El mismo diagnóstico advierte que, a medida que la inflación converge hacia niveles menores, pesan más la infraestructura, el capital humano, la calidad regulatoria, la carga fiscal y la capacidad de las empresas para adaptarse. Desde esa perspectiva, una paridad estable puede ayudar a desinflar precios, pero también eleva la exigencia sobre las firmas locales, que ya no cuentan con una corrección cambiaria frecuente para recomponer márgenes. La consultora 1816 resumió esa tensión al describir una economía heterogénea, con energía y minería en expansión, mientras los sectores intensivos en mano de obra todavía no terminan de recuperarse.
El costo de sostener la paridad
La decisión de mantener el dólar quieto no es neutra. Vatnet señaló que el Gobierno parece decidido a preservar baja la paridad porque impacta sobre la inflación y sobre el rendimiento de las colocaciones en pesos. Pero advirtió que el esquema tiene costos monetarios y financieros: limita el crecimiento de la base en moneda local, eleva las tasas de interés, encarece el financiamiento del Tesoro y puede debilitar la actividad. También se desaceleró la compra de divisas por parte del Banco Central, en un contexto en el que cada intervención busca evitar sobresaltos en un mercado todavía sensible.
La discusión, por lo tanto, ya no gira solo en torno de si el dólar está atrasado, sino sobre qué define hoy la competitividad en una economía que busca normalizar precios, abrir mercados y sostener el ingreso de capitales. Emilio Botto, de Mills Capital, señaló que hacia adelante la oferta seguirá apoyada en la balanza comercial, las liquidaciones de ON, los préstamos del FMI y las emisiones del Tesoro, mientras que del lado de la demanda habrá que seguir los giros de dividendos, las compras de individuos y los pagos de deuda. En ese marco, las empresas operan con un margen más estrecho y el resultado final dependerá menos de una sola variable que de la combinación entre estabilidad macroeconómica, inversión y productividad.

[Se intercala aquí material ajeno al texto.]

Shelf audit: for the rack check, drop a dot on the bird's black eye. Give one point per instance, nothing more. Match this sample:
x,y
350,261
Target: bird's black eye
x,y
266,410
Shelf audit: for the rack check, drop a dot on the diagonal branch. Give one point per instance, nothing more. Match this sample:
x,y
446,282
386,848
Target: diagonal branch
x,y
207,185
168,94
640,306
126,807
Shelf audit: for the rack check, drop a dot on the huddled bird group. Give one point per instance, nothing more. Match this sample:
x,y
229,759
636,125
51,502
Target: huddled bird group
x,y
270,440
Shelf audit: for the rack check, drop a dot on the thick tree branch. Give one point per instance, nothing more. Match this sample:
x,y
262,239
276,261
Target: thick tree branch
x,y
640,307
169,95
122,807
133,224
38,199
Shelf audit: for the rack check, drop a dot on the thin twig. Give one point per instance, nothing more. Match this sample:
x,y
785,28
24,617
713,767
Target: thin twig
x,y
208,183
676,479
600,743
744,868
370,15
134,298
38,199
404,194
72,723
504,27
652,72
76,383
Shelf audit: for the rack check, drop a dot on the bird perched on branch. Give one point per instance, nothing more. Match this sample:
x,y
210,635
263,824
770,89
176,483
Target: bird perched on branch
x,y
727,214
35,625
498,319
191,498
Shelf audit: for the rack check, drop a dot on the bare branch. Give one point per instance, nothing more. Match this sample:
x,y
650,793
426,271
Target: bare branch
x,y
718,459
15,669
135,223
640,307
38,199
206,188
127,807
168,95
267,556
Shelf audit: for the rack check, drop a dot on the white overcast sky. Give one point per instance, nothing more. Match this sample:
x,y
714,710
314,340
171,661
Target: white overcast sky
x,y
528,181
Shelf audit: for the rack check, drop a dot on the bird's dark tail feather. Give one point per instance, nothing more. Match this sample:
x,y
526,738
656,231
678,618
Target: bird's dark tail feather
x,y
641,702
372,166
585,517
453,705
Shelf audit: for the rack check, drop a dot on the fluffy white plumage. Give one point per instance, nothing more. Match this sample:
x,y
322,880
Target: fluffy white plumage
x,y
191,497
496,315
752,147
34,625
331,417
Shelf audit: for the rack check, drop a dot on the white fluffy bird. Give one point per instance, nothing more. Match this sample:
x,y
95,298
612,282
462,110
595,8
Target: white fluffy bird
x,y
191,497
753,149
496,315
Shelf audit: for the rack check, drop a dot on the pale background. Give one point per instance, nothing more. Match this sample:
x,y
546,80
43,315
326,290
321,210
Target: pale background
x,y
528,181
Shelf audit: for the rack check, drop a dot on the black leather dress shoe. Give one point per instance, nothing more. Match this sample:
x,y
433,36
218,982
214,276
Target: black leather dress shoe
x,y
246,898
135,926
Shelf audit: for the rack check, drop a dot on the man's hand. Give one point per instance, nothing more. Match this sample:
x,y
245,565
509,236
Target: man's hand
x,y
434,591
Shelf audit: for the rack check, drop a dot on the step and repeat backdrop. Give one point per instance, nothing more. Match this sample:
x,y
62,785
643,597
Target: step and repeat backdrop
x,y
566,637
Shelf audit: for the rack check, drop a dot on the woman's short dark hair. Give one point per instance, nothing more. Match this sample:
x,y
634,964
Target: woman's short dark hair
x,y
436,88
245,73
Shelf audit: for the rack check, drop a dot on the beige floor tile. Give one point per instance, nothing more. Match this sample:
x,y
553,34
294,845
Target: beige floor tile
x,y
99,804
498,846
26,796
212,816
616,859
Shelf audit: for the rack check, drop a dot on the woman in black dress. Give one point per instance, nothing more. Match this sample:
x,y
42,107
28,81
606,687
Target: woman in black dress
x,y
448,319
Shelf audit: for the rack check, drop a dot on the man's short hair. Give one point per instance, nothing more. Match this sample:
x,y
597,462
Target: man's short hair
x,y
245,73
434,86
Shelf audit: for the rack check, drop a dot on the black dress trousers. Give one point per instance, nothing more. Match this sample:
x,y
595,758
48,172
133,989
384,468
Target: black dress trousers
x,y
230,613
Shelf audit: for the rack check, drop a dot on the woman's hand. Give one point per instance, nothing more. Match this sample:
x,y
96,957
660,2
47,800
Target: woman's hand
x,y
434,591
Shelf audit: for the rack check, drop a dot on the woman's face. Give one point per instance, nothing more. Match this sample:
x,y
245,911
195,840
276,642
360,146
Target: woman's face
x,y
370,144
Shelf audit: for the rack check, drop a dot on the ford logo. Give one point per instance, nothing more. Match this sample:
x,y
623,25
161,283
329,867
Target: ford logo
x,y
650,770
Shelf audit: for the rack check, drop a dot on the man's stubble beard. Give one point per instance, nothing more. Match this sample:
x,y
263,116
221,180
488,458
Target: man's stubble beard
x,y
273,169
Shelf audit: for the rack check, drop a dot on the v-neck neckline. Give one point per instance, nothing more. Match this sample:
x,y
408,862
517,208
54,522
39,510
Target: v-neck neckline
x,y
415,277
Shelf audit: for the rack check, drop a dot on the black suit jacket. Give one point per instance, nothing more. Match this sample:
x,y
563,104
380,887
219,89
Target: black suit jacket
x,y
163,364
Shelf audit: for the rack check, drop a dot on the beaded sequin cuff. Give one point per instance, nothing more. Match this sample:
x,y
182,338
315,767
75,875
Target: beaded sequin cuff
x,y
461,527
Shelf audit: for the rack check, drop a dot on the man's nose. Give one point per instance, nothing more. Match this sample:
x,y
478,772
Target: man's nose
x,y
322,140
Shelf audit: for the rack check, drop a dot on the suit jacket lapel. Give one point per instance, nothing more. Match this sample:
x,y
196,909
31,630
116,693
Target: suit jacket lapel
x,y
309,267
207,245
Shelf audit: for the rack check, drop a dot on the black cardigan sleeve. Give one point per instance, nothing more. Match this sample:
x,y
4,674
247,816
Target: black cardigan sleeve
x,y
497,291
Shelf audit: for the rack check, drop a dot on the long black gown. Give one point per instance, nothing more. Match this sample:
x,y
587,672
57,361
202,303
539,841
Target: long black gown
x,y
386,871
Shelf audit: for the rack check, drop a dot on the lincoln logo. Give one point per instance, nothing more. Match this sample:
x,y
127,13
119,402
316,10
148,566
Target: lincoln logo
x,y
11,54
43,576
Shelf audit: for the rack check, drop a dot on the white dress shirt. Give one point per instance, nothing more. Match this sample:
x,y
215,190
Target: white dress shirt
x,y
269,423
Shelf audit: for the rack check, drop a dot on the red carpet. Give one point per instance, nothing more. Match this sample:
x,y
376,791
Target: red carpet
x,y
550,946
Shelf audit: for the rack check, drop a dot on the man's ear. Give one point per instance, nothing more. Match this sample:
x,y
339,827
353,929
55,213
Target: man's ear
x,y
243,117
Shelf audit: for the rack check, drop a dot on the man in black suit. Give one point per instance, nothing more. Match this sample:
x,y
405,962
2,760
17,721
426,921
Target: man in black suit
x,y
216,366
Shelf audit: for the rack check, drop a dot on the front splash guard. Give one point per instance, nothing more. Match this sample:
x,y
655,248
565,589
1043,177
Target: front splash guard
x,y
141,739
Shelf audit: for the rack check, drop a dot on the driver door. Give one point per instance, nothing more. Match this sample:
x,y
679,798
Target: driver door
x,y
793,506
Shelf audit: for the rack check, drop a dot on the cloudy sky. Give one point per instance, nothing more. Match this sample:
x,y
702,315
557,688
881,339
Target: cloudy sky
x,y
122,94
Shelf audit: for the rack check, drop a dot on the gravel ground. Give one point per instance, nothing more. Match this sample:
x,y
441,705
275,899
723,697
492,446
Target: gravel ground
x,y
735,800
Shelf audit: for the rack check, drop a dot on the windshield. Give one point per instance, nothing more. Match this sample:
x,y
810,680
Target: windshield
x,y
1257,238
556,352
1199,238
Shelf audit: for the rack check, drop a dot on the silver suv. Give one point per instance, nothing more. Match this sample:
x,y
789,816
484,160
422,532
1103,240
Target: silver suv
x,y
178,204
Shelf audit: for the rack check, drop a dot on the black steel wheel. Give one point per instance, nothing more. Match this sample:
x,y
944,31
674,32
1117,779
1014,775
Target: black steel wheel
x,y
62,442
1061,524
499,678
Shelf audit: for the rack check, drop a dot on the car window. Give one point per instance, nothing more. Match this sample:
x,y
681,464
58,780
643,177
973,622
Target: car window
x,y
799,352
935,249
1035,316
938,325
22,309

Max Capital agregó que la economía crece en términos generales, aunque la transición hacia un esquema más eficiente genera reasignación de recursos, pérdida de empleos en algunos sectores y un nivel de descontento que podría persistir en los próximos meses. La foto actual es la de un país con más divisas disponibles que en ciclos previos, pero también con una estructura productiva desigual, donde el tipo de cambio dejó de ser el único termómetro y pasó a convivir con otros factores que, en adelante, definirán si la Argentina gana o pierde competitividad.